The recommended build-from-source method is to use pip packaging. If, however, you're running into issues, you can manually build intel-qs using Anaconda and deal with module sorcery yourself.
The general flow for Unix is to make sure you have python-dev
(aka python-devel
), make
and g++
. This is, of course, in addition to python
and pip
, which you hopefully already have. Keep in mind some of these tools may come pre-bundled with others. If in doubt, which make
, which g++
, etc. to verify.
Below are verified-correct setups to builds from source of the pip package. Once you've done the "prep", you should be able to just run pip install .

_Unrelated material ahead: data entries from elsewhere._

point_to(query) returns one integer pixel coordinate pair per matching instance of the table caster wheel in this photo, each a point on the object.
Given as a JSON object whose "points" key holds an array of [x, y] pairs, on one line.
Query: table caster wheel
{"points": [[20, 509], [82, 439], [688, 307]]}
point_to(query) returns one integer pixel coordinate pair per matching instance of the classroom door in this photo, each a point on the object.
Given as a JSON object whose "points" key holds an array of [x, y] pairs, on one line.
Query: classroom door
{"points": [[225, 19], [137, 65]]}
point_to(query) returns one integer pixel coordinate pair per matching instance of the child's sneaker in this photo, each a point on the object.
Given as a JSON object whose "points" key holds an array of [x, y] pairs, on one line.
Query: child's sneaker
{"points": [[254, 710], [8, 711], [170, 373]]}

in this folder and build/install the package. You also need cmake
and pybind11
to build intel-qs
but they should be pulled by pip
tooling automatically.
# You can skip git/python/pip setup if you have all of them
sudo yum install git
sudo yum install python3
curl https://bootstrap.pypa.io/pip/3.6/get-pip.py > get-pip.py
python3 get-pip.py
sudo yum install make
sudo yum install platform-python-devel.x86_64
pip install .
Building manually is probably something you should only try if pip is giving you trouble (and you should report that on GitHub Issues). You will need to install Anaconda to proceed. Verify successful installation by checking that which python
returns an anaconda path prior to attempting any intel-qs
setup.
If you're on Unix (including OS X), you should be able to get going by running manual-setup.sh
and waiting a while. If you're on Windows, you can still do that by using WSL (highly recommended).

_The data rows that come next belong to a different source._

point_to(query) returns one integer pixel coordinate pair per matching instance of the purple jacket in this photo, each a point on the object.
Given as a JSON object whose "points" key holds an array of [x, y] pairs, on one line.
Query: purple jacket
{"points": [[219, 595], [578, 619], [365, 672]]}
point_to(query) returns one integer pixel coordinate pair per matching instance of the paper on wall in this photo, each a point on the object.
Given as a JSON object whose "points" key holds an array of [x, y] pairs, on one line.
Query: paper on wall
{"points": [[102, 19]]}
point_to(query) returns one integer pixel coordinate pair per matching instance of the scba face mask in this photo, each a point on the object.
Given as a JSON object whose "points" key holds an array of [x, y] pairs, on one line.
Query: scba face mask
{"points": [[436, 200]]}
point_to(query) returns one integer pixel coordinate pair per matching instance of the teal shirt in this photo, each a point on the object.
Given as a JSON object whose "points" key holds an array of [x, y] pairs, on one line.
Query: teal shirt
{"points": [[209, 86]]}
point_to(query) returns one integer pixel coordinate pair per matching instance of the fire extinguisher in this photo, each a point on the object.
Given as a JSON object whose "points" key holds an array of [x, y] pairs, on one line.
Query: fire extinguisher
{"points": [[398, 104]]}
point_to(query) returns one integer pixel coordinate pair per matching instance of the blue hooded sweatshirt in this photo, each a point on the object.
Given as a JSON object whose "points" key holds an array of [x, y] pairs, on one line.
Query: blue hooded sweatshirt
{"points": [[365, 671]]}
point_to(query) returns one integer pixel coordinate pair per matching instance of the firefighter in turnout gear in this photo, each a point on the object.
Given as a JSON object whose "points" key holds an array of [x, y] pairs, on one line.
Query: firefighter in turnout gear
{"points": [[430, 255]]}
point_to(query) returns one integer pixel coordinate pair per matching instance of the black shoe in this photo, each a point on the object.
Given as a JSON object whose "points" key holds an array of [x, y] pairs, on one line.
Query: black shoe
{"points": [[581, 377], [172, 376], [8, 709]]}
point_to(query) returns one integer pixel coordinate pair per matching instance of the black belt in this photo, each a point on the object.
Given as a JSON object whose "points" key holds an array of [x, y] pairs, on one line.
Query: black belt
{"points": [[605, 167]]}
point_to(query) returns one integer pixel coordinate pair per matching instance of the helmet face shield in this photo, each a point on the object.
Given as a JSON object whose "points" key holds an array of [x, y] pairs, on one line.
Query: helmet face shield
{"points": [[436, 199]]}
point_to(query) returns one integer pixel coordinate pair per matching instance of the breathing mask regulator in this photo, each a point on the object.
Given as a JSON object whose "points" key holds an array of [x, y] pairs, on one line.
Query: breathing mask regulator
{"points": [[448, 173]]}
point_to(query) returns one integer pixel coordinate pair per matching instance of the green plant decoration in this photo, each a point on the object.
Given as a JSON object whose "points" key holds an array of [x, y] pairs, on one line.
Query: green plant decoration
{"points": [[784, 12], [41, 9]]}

The end result of running manual-setup.sh
is that you (hopefully) now have intel-qs
built from the Python/C++ source. However, the qublets package is not connected anywhere, since you didn't use pip
. You can copy the contents of intel-qs/build/lib
and qublets
(preserving the folder structure) anywhere you'd like to have the qublets
module accessible and handle module dependencies manually.